On September 1, 1973, at the fourteenth annual Dum-Dum convention in honor of Edgar Rice Burroughs, Philip José Farmer made an exciting announcement about a new series he was writing: one set in an ancient civilization of which the lost city of Opar was but one far-flung queendom. The convention was held at the Royal York Hotel in Toronto, Ontario, Canada, and hosted by the Burroughs Bibliophiles in conjunction with the 31st World Science Fiction Convention (TorCon II). Fortunately, an audio recording exists, which you can listen to below.

Farmer was the banquet speaker at the Burroughs convention. He was introduced by Burroughs Bulletin founding editor (and close friend of Phil and his wife Bette) Vern Coriell, who remarked during his introduction that the only reason Phil hadn’t won a Hugo Award that year is because they didn’t have a category for “Biography.”  The previous year, Doubleday had published Phil’s Tarzan Alive: A Definitive Biography of Lord Greystoke.

As a prelude to this announcement, Farmer discusses Tarzan Alive and his anthology on feral humans, Mother Was a Lovely Beast. The Ancient Opar announcement is at the 10:12 mark.

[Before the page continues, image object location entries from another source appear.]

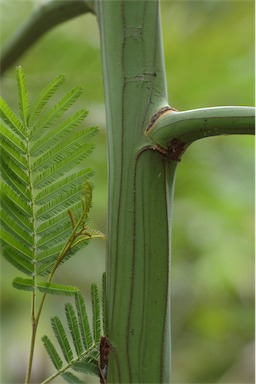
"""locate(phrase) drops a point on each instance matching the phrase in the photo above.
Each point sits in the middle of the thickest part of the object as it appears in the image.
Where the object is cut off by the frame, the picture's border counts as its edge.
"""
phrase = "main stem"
(140, 194)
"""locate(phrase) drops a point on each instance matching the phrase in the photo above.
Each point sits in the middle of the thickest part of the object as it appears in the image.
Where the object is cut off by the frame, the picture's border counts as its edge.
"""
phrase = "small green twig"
(188, 126)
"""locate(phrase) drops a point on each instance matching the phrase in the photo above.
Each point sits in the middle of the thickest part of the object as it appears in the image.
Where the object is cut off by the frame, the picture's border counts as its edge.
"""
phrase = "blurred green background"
(209, 57)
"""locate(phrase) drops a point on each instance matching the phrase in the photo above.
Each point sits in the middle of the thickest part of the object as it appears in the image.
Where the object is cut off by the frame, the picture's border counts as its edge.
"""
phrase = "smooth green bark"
(140, 194)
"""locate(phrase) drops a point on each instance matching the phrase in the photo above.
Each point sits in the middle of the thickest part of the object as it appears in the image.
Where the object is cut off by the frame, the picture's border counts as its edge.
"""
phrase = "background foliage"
(209, 61)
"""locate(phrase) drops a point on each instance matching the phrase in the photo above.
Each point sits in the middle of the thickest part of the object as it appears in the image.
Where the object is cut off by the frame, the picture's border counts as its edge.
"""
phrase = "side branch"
(174, 131)
(44, 18)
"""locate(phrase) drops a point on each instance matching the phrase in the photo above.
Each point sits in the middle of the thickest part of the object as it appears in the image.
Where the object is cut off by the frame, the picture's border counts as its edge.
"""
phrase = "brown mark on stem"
(158, 114)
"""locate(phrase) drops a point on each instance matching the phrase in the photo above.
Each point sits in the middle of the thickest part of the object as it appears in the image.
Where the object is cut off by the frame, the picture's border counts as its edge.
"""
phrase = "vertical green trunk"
(140, 194)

Listen to Philip José Farmer’s complete banquet address to the Burroughs Bibliophiles here:

 

Some interesting observations about the address:

  • You can hear Phil pronouncing the name “Hadon,” the hero of Hadon of Ancient Opar and Flight to Opar. Just as he indicated in his article “The Khokarsan Language” (available in the Restored Edition of Flight to Opar published by Meteor House in 2015), he pronounces the “a” as “a low central spread vowel (as in Spanish)” and the “o” as “a mid-back rounded vowel (as in Spanish).” In other words: “Hä-dōn.”
  • Phil announces that Richard Corben would illustrate the cover of the first edition of Hadon of Ancient Opar. However, plans must have changed along the way, since Roy G. Krenkel ended up as the final cover artist. Corben later went on to illustrate the 1975 Fokker D-LXIX Press edition of A Feast Unknown.
  • Phil mentions that he envisioned the Ancient Opar series would encompass about ten books. He lived to write only three novels in the series (Hadon of Ancient Opar, Flight to Opar, and The Song of Kwasin), but the tale of Khokarsa continues to unfold in books such as Exiles of Kho, Hadon, King of Opar, and the forthcoming Blood of Ancient Opar.
  • Phil mentions Frank Brueckel and John Harwood’s essay on the history of Opar, which inspired his Ancient Opar series. While the lengthy article was then scheduled to appear in the Burroughs Bulletin, it never did. Many years later, however, the monograph was finally published in the book Heritage of the Flaming God, ed. Alan Hanson and Michael Winger, which is available here.
  • The “Ian” whom Phil calls out to in the audience in regard to the publication of John Flint Roy’s A Guide to Barsoom is publisher Ian Ballantine.
  • My favorite quote from this banquet address is a somewhat prophetic one: “Now I think it’s a measure of a writer’s true importance in the field of literature if the writer generates a tremendous amount of work past his own work.”